Hulusi Akar, Turkish defense minister and former chief of general staff, secretly bought several apartments for his children from the state-owned Housing Development Administration of Turkey (TOKİ), paid for in cash and never declared on his financial disclosure form, a former general said.
According to the testimony of former brigadier general Mehmet Partigöç at the Ankara 17th High Criminal Court on March 12, 2019, a copy of which was obtained by Nordic Monitor, Akar failed to mention the purchase in a declaration filed with the Bureau for Generals and Admirals although he was obligated to disclose all his assets including cash reserves.
“Your Honor, all generals in the TSK [Turkish Armed Forces] are obliged to declare their assets to the the Bureau for Generals and Admirals. They report even the slightest change in their wealth. And they’re very sensitive about it. I mean, they even report their wife’s [wedding] ring and jewelry,” he said.
Akar, however, failed do so in his declaration filed with the bureau, Partigöç said, adding that the documents which showed Akar’s secret transactions were kept in a safe in his office at General Staff headquarters but that those documents mysteriously disappeared in the aftermath of a July 15, 2016 attempted coup.
“Hulusi Akar bought two or three houses for each child from TOKİ in the months before July 15. He paid for them in cash and not through a bank transfer,” Partigöç explained. The secret transaction was processed through a former colonel who is now working for Turkish intelligence agency MIT, he further said. The colonel, whose name was not revealed by Partigöç, used to work as chief of staff to Akar before moving to the intelligence agency.
Former brigadier general Mehmet Partigöç’s testimony on Hulusi Akar:Partigoc_testimony_Akar_toki
“Where did all this money come from? Where did that cash come from?” he asked in court, stressing that his office at the General Staff, the Personnel Directorate, knew all the assets of generals and admirals including the chief of general staff.
TOKİ is a Turkish government-run entity whose mandate is to build affordable housing and apartments on public land for low and middle-income families. Under the government of then prime minister Recep Tayyip Erdoğan, it was the subject of major corruption investigations in 2013 which revealed how government officials including cabinet ministers were involved in kickbacks and graft, secretly making sales to cronies and associates of Erdoğan.
Col.
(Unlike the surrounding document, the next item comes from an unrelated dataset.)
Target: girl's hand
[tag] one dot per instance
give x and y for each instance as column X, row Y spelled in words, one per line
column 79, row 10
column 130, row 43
Fırat Alakuş, who worked in the Special Forces Command’s (Özel Kuvvetler Komutanlığı, or ÖKK) intelligence section, also revealed in court testimony that some army generals discretely enriched themselves from Qatari funds destined for jihadists in Syria as well as ransom paid to the Islamic State in Iraq and Syria (ISIS) during hostage negotiations.
Appearing in court on Match 20, 2019 Alakuş said some of the money given to ISIS by Turkey was actually pocketed by a Turkish official who used the embezzled funds to purchase some two dozen apartments in Ankara. He did not name the official in his testimony. But he highlighted the name of Lt. Gen. Zekai Aksakallı, who was charge of the ÖKK, as one of the Turkish generals who profited from the war industry.
Partigöç, 54, head of the Personnel Directorate at the General Staff, was tried for his alleged involvement in the failed coup in 2016 which was believed by many to have been a false flag orchestrated by President Erdoğan, Akar and intelligence chief Hakan Fidan.
He denied having any role in the attempted coup during his trial, which was marred by a lack of access to evidence by the defense, severe restrictions on the rights of the defendants and a systematic rejection of motions filed by defense lawyers who sought to shed light on new evidence. Dubious evidence against Partigöç was mainly based on secret witness testimony that fell apart during the hearings when challenged by the defense with facts.
He was convicted in November 2019 and handed down 141 aggravated life sentences.